RawRawMemoryOne row per Recording event, normalized to a single sentence.

Promotion (raw → episodes → facts) is LLM-driven and runs in memories/promotion.py. Reads cluster around POST /api/memory/context/, which assembles a single bundle the Prediction layer can hand to the LLM.

Prediction

apps/server/predictions/views.py is the public face. POST /api/predictions/predict/ takes the agent's prompt, calls Memory in-process for a context bundle, sends a prediction-shaped prompt to Anthropic, applies per-user Platt scaling to the LLM's raw confidence, and returns the result with calibrated probabilities. The auto/escalated decision is made server-side by comparing the calibrated top candidate against the caller's threshold. Every call is persisted as a Prediction row (raw confidence kept for the fitter), so feedback (POST /predictions/<id>/feedback/) can later mark it accepted, edited, or rejected and feed both the calibration training set and the behavioral decay loop on cited facts.

/predict/batch/ shares one Memory bundle across up to 100 prompts; both endpoints return calibrated confidence plus raw_confidence.

Calibration (the daily loop)

apps/server/predictions/calibration.py fits a sigmoid σ(a·x + b) per user via Newton-Raphson on the (raw_confidence, label) pairs from labeled Prediction rows — accepted = positive, rejected = negative, edited = half-positive.

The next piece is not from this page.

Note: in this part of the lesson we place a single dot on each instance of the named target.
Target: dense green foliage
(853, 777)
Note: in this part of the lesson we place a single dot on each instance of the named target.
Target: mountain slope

Pure Python, no numpy/scipy. The daily fit_calibration management command writes the result to UserProfile.calibration (a JSON column); the predict view reads it on every call. Recency cap: 5000 most-recent labels per fit. Below MIN_SAMPLES_FOR_FIT = 5, the user gets identity calibration (raw == calibrated).

Decay (the silent garbage collector)

apps/server/memories/decay.py adjusts SemanticMemory.importance whenever a prediction's outcome contradicts or confirms the facts it cited. Asymmetric: +0.04 per confirmation, -0.08 per contradiction. The transition is atomic (select_for_update inside transaction.atomic) and flip-aware — flipping accepted → rejected reverses the prior +0.04 and applies -0.08. Facts that decay to zero importance are not deleted (provenance preserved); they sort to the bottom of every future context bundle.

Lifecycle of one prediction

  1. Client POSTs { agent, agent_input, threshold, k } to /api/predictions/predict/.
  2. predict_view calls _build_context to fetch profile + 20 most-important facts + last 10 episodes + last 50 raw rows for that user.
  3. predictions/llm.py calls client.messages.create(...) with the assembled context and a system prompt that returns top-K candidates with reasoning and confidence.
  4. The view writes a Prediction row, marks status='auto' if top.confidence >= threshold else 'escalated', and returns the JSON to the client.
  5. (Optional) The client calls /predictions/<id>/feedback/ later with the user's actual reply for evaluation.

Cross-stack contracts

  • Schema: packages/schema/events.schema.json is the SSOT. Both TypeScript clients (packages/schema/events.ts) and the Django server (loaded once at import time in recording/views.py) validate against the same JSON Schema. See Schema.
  • Auth: every authenticated request carries either Authorization: Bearer <jwt> (60-min access token, refreshed every 50 min) or X-Clone-API-Key: clone_… (long-lived API key). Both are accepted by every endpoint listed above. See Authentication.
  • Anthropic SDK: the Prediction and Memory promotion paths are the only places the server talks to Anthropic. Both share the same SUPPORTED_MODELS allow-list and the same key-missing/429/401 error mapping.